Food blogs and websites dedicated solely to food sure have made it easy for those who plan to make a foray into the world of cooking. With tips and an array of multi-cuisine recipes, you can select from a long list and find exactly what interests you. When I began my culinary experiments this was not an option that was available in India. So it was the cookery shows and the recipe books that played the role of the guide and yes, there are loads of tried and tested recipes of my mother and mother-in-law that saw me through the troubled times of culinary experiments.
This is one of my mom’s wonderful prawn recipes.

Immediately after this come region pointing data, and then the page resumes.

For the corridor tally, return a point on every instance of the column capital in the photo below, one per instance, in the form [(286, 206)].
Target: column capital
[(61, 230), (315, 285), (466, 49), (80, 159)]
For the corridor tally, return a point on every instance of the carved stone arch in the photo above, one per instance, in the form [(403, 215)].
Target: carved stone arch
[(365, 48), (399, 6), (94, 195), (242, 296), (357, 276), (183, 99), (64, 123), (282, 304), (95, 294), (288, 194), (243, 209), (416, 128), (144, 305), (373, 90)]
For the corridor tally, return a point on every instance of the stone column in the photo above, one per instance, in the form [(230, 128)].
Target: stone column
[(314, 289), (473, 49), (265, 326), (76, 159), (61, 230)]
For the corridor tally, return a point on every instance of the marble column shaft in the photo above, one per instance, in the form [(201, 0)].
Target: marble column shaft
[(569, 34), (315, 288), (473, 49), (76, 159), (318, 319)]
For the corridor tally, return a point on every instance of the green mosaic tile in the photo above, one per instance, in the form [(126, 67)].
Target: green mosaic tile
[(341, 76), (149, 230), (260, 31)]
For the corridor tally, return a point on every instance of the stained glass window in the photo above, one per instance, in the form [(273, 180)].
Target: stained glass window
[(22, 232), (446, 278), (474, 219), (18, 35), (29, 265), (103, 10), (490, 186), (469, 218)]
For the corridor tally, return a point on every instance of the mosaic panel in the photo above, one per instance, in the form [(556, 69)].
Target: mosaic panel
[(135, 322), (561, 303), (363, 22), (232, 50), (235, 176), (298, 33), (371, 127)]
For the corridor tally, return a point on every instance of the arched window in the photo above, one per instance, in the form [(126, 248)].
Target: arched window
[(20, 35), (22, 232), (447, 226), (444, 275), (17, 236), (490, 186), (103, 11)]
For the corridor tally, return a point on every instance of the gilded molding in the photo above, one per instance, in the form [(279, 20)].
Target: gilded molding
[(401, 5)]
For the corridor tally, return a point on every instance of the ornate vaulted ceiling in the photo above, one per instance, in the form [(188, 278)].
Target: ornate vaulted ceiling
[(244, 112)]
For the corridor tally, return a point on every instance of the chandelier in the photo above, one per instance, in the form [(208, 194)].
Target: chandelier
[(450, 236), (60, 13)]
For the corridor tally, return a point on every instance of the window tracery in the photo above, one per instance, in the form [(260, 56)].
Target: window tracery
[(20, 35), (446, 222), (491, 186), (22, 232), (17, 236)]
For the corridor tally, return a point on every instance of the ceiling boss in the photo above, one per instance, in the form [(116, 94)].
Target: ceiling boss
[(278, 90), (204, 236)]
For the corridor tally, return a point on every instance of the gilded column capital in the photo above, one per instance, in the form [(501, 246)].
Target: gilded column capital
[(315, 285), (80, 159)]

I just love the flavour of coconut combined with the other spices and the tangy flavour of tamarind that completes it so wonderfully. My mom is an expert with making fish and prawns. There’s really nothing I have tasted that can beat her fish curry and of course this prawns recipe.
About the Prawn Curry
This prawns curry is a traditional Kerala style prawn recipe that has a brown coconut gravy or sauce. I admit that it does involve a little bit of effort, but believe me every bit of it is worth it. This would go great combined with steamed rice. My husband particularly feels that since the curry is a blend of exotic Indian condiments and spices, it must be had with plain rice (and strictly not flavoured rice) to really enjoy the taste of the prawn curry.
Ingredients for the Kerala style prawn curry:
Prawns -1/2 kg (small, de-skinned and deveined)
Coconut-1 cup (grated)
Turmeric powder-1/2 tsp
Dried red chilli- 2
Coriander seeds – 1 tbsp(whole)
Curry leaves- a handful
Tamarind water- ½ cup or according to taste
Garlic- 4 to 5 flakes
Salt – to taste
Method for making the prawn curry:
1-Boil, washed and cleaned prawns with a cup of water ( do not add too much water as prawns would also release water), turmeric powder, asafoetida and salt to taste. When the prawns are more than half done, add the tamarind water.
*In traditional kerala style cooking there is a special tamarind used to make fish curries. It is known as “Kodam Puli” in Malayalam. It is 3-4 pieces of this special tamarind that my Mother adds at this stage of cooking. However, you could add tamarind water instead. Add curry leaves and boil for about 5-8 minutes.
2- Take another pan for preparing the coconut paste. Add 1 tsp oil. Add the grated coconut, whole coriander seeds, dry red chillies and garlic. Sauté till the coconut turns golden brown. Grind in the mixer to a smooth paste. Add a little water if required (however, do not add too much water or the color of your gravy would turn out a light brown color instead of the rich brown yummy gravy).
3- Add this coconut paste to your prawns and let it simmer for about 10 mins. Take another pan and fry small pieces of coconut till golden brown. Add this alongwith a handful of fresh curry leaves to your gravy for an added flavor and taste.